4. Your report on growing the western huckleberry explains how people can plant the bushes by seed or transplant. My horticulture know-how is likely limited here, but how is that different than domesticating the plant?
Domestication involves developing improved varieties and production methods that allow the crops to be grown reliably and easily in commercial and noncommercial settings. Domestication also means having a consistent and predictable product. You may have a favorite apple or peach variety, for example. You know what a ‘Golden Delicious’ apple looks and tastes like. You know what to expect. We were trying to develop the same predictability and quality level with huckleberries.
5. Who are the commercial pickers? Are they people who primarily make their living off of foraged forest products?

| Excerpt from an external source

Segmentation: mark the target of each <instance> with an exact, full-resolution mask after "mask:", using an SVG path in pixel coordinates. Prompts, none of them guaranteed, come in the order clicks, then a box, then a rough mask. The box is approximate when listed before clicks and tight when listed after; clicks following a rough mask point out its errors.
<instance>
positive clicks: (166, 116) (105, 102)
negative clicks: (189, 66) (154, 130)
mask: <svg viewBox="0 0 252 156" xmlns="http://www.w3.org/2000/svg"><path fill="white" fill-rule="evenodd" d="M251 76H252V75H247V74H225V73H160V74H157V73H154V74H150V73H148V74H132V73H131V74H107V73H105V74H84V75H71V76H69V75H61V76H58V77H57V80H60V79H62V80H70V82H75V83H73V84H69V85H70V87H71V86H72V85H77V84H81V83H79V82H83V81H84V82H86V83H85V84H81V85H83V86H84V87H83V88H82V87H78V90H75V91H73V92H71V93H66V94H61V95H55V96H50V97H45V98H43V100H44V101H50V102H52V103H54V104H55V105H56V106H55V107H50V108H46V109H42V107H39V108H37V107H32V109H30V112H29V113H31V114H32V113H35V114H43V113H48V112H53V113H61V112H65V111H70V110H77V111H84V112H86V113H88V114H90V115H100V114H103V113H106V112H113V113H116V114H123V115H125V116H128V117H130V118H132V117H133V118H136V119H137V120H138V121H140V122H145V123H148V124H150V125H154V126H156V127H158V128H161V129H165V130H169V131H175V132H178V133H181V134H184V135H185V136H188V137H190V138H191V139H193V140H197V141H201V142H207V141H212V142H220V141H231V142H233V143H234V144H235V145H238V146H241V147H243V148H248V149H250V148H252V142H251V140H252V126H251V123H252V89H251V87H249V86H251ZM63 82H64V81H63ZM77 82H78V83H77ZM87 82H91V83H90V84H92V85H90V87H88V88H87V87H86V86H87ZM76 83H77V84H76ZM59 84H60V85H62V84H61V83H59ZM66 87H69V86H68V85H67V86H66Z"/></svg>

Commercial pickers range from individuals, families, and small groups that pick small quantities of berries and sell them alongside the road to large, professional crews hired by brokers or processors. Some of the commercial crews represent immigrant labor, but not all. Picking usually commences in early July and runs until the berries are frosted off in September. The major period is mid-July through late August. Obviously, this is a part-time job and is often used to supplement income from other seasonal jobs, such as work at a ski resort.
6. Are there any estimates as to how much money the annual harvest amounts to? Are there maps that show the largest harvest regions within each state? (I grew up spending summers in Montana, so I remember all the buzz around huckleberry jam, ice cream, pies. The berries were a tourist magnet).

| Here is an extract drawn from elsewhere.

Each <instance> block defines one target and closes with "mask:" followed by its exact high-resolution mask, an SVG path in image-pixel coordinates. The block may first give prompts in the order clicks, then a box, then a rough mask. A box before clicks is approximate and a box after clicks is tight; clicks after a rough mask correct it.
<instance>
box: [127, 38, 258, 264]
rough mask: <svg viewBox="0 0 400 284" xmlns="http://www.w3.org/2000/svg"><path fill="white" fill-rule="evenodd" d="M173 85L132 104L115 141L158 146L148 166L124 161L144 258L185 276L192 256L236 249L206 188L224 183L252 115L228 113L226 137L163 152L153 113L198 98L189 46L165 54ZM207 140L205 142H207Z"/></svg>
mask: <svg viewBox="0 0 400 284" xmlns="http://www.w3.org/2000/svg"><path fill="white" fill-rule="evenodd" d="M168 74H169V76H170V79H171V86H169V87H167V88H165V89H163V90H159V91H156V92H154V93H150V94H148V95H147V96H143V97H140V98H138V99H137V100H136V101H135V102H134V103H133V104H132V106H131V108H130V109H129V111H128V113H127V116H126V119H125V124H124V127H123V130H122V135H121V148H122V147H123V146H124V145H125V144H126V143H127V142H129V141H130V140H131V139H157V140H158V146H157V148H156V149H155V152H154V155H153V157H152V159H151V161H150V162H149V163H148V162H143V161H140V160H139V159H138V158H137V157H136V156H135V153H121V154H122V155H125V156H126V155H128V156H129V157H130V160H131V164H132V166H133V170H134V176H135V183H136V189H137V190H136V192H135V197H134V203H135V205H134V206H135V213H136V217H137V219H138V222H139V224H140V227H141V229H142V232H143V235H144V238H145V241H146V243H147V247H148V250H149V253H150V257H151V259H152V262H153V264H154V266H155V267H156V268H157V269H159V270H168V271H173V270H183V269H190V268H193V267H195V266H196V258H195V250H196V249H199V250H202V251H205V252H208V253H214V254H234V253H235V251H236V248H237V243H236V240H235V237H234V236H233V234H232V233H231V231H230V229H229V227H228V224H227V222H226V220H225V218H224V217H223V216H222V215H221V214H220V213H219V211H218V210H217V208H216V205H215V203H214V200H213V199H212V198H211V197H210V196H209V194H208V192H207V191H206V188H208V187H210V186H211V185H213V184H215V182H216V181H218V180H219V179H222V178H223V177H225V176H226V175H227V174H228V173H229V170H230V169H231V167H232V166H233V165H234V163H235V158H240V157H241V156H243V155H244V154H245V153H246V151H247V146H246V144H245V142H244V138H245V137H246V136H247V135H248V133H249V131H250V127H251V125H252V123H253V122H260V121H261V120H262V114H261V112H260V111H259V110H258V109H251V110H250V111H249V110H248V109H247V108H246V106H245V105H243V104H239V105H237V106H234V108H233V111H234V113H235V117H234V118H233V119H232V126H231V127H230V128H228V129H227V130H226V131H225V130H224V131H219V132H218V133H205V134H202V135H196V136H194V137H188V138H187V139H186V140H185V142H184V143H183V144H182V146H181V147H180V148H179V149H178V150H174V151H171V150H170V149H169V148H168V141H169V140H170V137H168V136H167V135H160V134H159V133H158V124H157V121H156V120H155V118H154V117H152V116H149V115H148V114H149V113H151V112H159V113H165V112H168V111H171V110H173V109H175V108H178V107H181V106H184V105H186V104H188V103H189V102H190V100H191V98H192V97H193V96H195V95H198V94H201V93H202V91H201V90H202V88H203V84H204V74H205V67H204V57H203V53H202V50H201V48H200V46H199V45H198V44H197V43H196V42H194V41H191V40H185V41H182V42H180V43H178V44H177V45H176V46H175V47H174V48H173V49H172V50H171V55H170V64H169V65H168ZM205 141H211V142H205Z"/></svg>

The berries remain a tourist magnet and there are myriad huckleberry products available – culinary, cosmetic, ornamental, and nutraceutical. I have been away from the industry for five years, however, and no longer have current economic figures. You might consult with an economist at one to the regional universities for better information.
7. You mentioned in your email that some of the berries likely go to export. Can you expand on who the primary buyers are for huckleberries?
My information regarding exports is apocryphal, so I will not elaborate. My understanding is that there was a demand for freeze-dried huckleberries for Pacific Rim markets, but I have no documentation to support that assertion.